Phosphate buffered saline (PBS) was used as a degradation medium to assess the biodegradability of PU and PU-EHA composites. At ambient temperature (35 ± 3°C), 0.1 g of PU and PU-EHA composites were separately dipped in the PBS media (50 mL) for 30 days. After 30 days, the PUR and composites were removed, rinsed with water. Then dried and weighed to determine loss in weight.
Saos-2 is a human osteosarcoma cell line was used for the cytotoxicity analysis of PU and PU-EHA composites. The cells were grown in Costar T-75 flasks in the Department of Microbiology and Molecular Genetics (MMG, University of the Punjab, Pakistan). Then subculturing twice a week at 37oC in a % CO2 and 100% relative humidity incubator supplied and maintained at low passage 5 to 20.
During logarithmic growth process, adherent cells had been washed with 2 mL of PBS. After that, removed by adding 1X trypsin (0.5 mL) and incubated at 37°C in an incubator for 2–5 min. 100 μL full growth media was applied to each well of microplates. Cells were calculated using Trypan blue dye staining and a hemocytometer to achieve the desired densities. At densities of 1 × 104 cells per well, each well was inoculated. The cells were given various actinomycete concentrations (25, 50, 100, and 200 μg/mL). To avoid any mistakes, all triplicate experiments are carried out. Control wells having the same volume of cell culture were used in every experiment, with the positive (Triton X-100) and negative controls. Then, the plates were incubated in CO2 at 37°C for 24 h.

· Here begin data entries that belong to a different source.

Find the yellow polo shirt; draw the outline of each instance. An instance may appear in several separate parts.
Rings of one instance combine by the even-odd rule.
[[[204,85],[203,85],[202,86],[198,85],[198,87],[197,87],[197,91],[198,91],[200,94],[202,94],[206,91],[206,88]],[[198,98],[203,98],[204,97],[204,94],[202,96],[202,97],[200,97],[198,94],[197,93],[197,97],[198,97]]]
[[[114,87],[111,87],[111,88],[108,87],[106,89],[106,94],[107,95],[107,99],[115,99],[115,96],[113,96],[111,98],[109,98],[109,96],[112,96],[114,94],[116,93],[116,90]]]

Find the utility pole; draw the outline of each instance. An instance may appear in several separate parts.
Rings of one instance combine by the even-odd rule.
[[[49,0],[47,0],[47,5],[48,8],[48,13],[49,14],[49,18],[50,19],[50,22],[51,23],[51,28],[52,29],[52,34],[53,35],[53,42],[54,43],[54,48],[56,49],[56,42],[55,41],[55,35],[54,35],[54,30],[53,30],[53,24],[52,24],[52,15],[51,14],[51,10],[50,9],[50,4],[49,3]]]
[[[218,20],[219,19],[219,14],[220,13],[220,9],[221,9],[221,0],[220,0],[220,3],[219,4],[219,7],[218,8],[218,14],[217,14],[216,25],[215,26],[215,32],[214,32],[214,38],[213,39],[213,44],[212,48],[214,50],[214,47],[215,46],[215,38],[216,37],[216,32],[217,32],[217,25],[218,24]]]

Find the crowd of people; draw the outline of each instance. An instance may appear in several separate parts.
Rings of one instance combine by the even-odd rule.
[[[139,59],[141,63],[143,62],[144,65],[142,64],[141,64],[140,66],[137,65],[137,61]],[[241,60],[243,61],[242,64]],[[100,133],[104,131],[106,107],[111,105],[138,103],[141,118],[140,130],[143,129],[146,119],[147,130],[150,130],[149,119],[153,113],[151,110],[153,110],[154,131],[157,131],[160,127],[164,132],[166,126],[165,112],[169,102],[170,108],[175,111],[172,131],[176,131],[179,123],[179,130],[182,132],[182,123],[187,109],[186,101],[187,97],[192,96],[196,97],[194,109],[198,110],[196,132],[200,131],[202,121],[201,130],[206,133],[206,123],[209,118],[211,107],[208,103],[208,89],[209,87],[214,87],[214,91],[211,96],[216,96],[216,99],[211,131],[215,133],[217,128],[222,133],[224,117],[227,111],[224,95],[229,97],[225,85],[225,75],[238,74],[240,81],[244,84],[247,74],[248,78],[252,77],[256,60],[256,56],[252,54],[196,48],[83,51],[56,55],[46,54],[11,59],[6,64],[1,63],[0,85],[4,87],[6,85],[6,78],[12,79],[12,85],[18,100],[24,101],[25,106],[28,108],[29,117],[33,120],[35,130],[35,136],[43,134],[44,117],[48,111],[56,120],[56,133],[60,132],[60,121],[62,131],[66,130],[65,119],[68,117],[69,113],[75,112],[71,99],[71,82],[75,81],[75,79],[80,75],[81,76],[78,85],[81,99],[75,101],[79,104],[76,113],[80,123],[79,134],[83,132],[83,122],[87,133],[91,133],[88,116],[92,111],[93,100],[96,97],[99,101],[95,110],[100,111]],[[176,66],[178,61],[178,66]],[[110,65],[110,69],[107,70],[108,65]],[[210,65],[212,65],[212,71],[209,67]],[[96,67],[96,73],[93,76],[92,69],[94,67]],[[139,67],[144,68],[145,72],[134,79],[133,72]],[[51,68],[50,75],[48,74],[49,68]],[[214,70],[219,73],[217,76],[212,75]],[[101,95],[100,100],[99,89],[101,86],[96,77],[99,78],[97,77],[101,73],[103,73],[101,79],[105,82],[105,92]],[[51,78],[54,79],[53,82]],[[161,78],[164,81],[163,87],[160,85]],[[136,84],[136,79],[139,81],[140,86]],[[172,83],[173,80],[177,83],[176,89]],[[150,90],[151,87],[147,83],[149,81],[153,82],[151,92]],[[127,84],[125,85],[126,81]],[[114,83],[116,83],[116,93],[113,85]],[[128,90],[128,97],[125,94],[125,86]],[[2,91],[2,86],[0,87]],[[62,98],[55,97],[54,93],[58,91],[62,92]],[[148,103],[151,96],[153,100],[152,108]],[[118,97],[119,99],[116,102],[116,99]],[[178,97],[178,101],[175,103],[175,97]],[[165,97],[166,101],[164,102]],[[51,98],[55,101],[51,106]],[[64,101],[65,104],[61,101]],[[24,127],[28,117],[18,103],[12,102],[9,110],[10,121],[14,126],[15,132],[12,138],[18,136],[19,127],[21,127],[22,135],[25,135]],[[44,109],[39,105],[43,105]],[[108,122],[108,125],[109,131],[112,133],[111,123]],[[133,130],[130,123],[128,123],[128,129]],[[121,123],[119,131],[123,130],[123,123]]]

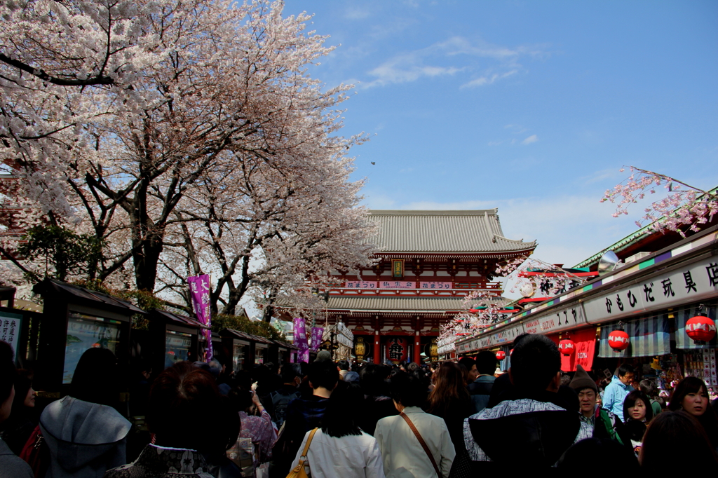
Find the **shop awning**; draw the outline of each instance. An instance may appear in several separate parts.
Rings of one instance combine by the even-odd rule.
[[[630,345],[628,349],[621,352],[616,352],[608,345],[609,334],[617,328],[617,323],[601,327],[599,357],[652,357],[671,353],[668,314],[625,322],[623,330],[628,334]]]

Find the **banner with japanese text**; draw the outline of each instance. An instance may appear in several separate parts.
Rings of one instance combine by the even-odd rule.
[[[0,340],[10,344],[17,360],[17,345],[22,328],[22,316],[19,314],[0,312]]]
[[[309,346],[307,342],[307,327],[304,319],[297,317],[294,324],[294,347],[299,350],[297,352],[297,358],[299,362],[309,362]]]
[[[192,298],[192,306],[197,315],[197,319],[207,327],[212,326],[212,314],[210,311],[210,276],[190,276],[187,278],[190,284],[190,296]],[[204,331],[207,338],[207,348],[205,351],[205,361],[212,360],[212,330]]]
[[[309,352],[319,350],[322,337],[324,337],[324,327],[312,327],[312,344],[309,346]]]

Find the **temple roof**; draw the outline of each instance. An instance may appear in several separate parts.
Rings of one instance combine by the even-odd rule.
[[[503,236],[498,209],[473,211],[370,210],[378,223],[381,253],[510,253],[532,250],[536,241]]]
[[[508,302],[503,297],[496,297],[495,301]],[[464,304],[464,296],[448,297],[404,297],[401,296],[330,296],[327,309],[336,311],[349,310],[352,311],[383,311],[391,312],[456,312],[465,311],[468,306]]]

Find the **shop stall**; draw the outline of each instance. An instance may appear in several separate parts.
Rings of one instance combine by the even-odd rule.
[[[458,341],[457,351],[492,350],[521,333],[545,334],[559,345],[565,372],[581,365],[608,380],[628,362],[637,381],[651,378],[664,395],[688,375],[718,389],[717,240],[714,226],[642,255]],[[696,342],[696,336],[704,339]]]
[[[131,317],[144,315],[144,311],[116,297],[55,279],[44,280],[33,291],[43,303],[34,364],[39,390],[66,393],[80,357],[90,348],[108,349],[121,367],[128,365]]]
[[[200,358],[200,331],[208,329],[186,315],[153,309],[149,313],[152,370],[158,374],[177,362]]]

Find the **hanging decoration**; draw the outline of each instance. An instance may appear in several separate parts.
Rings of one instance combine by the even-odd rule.
[[[576,353],[576,344],[571,339],[564,339],[559,342],[559,351],[564,355],[571,357]]]
[[[406,339],[393,337],[386,342],[386,358],[395,363],[409,358],[409,346]]]
[[[608,334],[608,346],[617,352],[625,350],[630,345],[628,334],[619,329]]]
[[[696,315],[686,322],[686,333],[696,343],[710,342],[716,336],[716,324],[705,316]]]

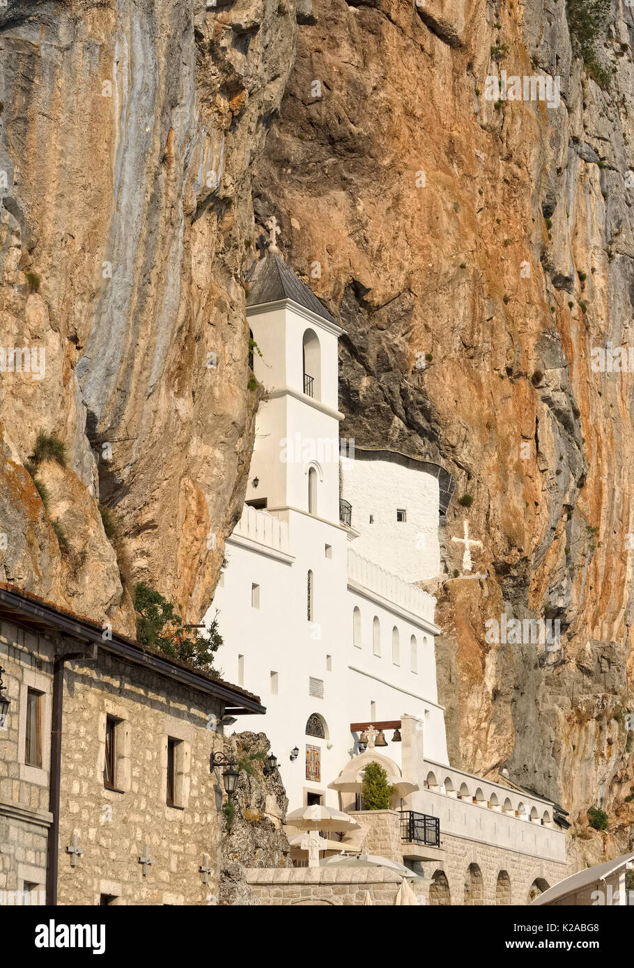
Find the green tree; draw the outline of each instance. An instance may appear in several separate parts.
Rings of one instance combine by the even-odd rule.
[[[608,829],[608,814],[605,810],[597,810],[596,807],[590,806],[588,810],[588,820],[595,831],[607,831]]]
[[[197,628],[187,628],[176,606],[144,582],[135,588],[135,611],[136,638],[141,645],[152,646],[166,655],[218,675],[213,668],[214,656],[223,644],[218,631],[218,612],[201,635]]]
[[[363,771],[361,797],[364,810],[388,810],[394,787],[387,782],[387,772],[379,763],[369,763]]]

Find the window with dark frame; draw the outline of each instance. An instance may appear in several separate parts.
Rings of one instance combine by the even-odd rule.
[[[104,786],[114,790],[115,741],[118,719],[114,716],[106,717],[106,755],[104,758]]]
[[[42,768],[42,693],[26,691],[26,736],[24,762],[27,767]]]
[[[176,792],[176,746],[179,742],[180,740],[167,737],[167,806],[177,805],[174,796]]]

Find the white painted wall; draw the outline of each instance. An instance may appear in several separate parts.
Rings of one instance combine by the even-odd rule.
[[[342,494],[352,505],[352,527],[359,532],[355,551],[408,582],[439,574],[438,478],[361,456],[345,461],[342,472]],[[405,522],[397,522],[399,508],[407,512]]]

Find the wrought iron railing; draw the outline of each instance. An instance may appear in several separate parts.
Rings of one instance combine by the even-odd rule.
[[[438,847],[440,843],[440,822],[438,817],[415,810],[401,810],[401,840],[408,843]]]

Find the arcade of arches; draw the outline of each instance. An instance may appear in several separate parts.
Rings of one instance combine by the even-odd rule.
[[[448,839],[443,837],[445,846],[449,846]],[[447,857],[444,869],[435,870],[433,863],[424,864],[425,873],[433,878],[427,901],[432,906],[530,904],[570,873],[561,869],[563,864],[542,864],[528,855],[481,845],[469,849],[465,841],[451,839],[455,847],[460,847],[460,853],[451,851],[453,856]],[[474,853],[477,860],[469,862],[468,855]],[[548,877],[542,876],[542,866]]]

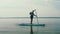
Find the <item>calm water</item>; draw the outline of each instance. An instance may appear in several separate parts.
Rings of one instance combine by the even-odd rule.
[[[60,18],[39,18],[39,23],[45,27],[33,26],[34,34],[60,34]],[[30,34],[29,26],[18,26],[20,23],[30,23],[29,18],[0,19],[0,34]],[[34,18],[33,23],[37,24]]]

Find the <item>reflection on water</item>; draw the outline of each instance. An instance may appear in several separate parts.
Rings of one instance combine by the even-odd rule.
[[[60,18],[39,18],[40,24],[45,27],[33,26],[34,34],[60,34]],[[0,19],[0,34],[30,34],[29,26],[17,26],[20,23],[30,23],[29,18]],[[35,18],[33,23],[37,24]]]

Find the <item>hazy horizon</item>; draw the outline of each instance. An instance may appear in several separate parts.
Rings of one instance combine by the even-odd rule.
[[[38,17],[60,17],[60,0],[0,0],[0,17],[29,17],[33,9]]]

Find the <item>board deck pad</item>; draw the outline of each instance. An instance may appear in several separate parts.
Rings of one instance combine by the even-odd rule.
[[[45,24],[18,24],[19,26],[45,26]]]

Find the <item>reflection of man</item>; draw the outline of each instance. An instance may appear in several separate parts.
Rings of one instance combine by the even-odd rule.
[[[36,15],[34,14],[34,11],[35,11],[35,10],[32,10],[32,12],[30,12],[31,24],[32,24],[32,22],[33,22],[33,17],[36,16]]]

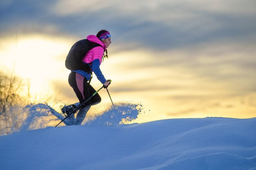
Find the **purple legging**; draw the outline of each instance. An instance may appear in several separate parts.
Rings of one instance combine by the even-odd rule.
[[[70,74],[68,83],[73,88],[80,103],[86,100],[96,92],[87,82],[86,78],[75,72],[72,72]],[[75,124],[81,124],[91,106],[98,104],[101,101],[101,98],[99,94],[97,93],[86,102],[77,113]]]

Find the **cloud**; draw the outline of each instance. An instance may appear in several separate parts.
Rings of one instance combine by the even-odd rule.
[[[255,37],[255,2],[233,1],[23,0],[2,7],[0,28],[2,33],[18,30],[77,37],[106,28],[119,49],[135,44],[166,50]]]

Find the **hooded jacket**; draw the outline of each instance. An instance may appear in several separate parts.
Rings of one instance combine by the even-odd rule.
[[[94,72],[97,78],[101,83],[104,84],[106,82],[106,79],[101,70],[99,66],[102,62],[102,56],[104,52],[106,50],[106,46],[96,35],[90,35],[87,36],[86,39],[91,42],[97,43],[100,46],[94,47],[88,50],[83,57],[83,62],[86,63],[92,63],[89,65],[91,68],[92,72]],[[92,76],[90,73],[86,72],[83,71],[77,70],[72,71],[77,72],[85,77],[87,81],[89,81]]]

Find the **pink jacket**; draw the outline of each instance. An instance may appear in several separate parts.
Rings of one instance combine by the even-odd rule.
[[[86,53],[86,54],[83,57],[82,61],[85,63],[90,63],[96,59],[99,59],[100,61],[100,65],[102,61],[102,56],[105,50],[106,50],[106,46],[99,38],[94,35],[90,35],[87,36],[86,39],[91,42],[98,44],[101,45],[100,46],[95,47],[90,50]]]

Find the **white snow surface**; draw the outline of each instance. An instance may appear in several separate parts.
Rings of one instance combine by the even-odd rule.
[[[135,119],[137,107],[120,104],[90,123],[54,127],[56,113],[28,105],[17,132],[0,137],[0,169],[256,170],[256,118],[120,123]]]

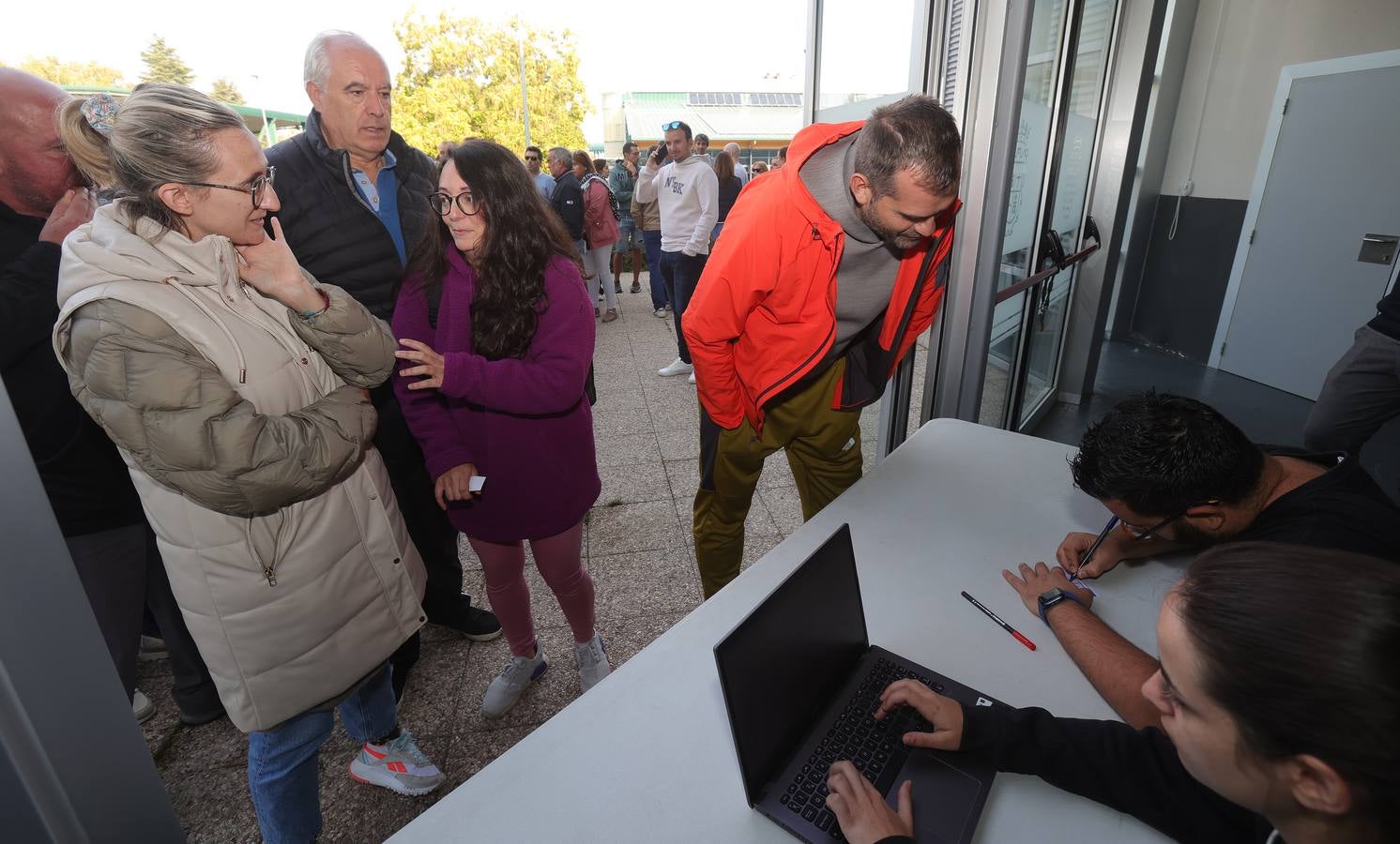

After 24 h, MTT bioassay was applied to each well’s culture media. The plate was then incubated at 37°C in a 5% CO2 incubator. After 4 h, the plate was taken out from incubator without disturbing the monolayers of cells and the growth media was removed. After that, 100μL of DMSO was applied to all well and then dissolve the formazan. The spectrophotometer measured the absorbance at 570 nm. The rate of inhibition was measured and plotted for all extracts to determine their anticancer activities [27, 30].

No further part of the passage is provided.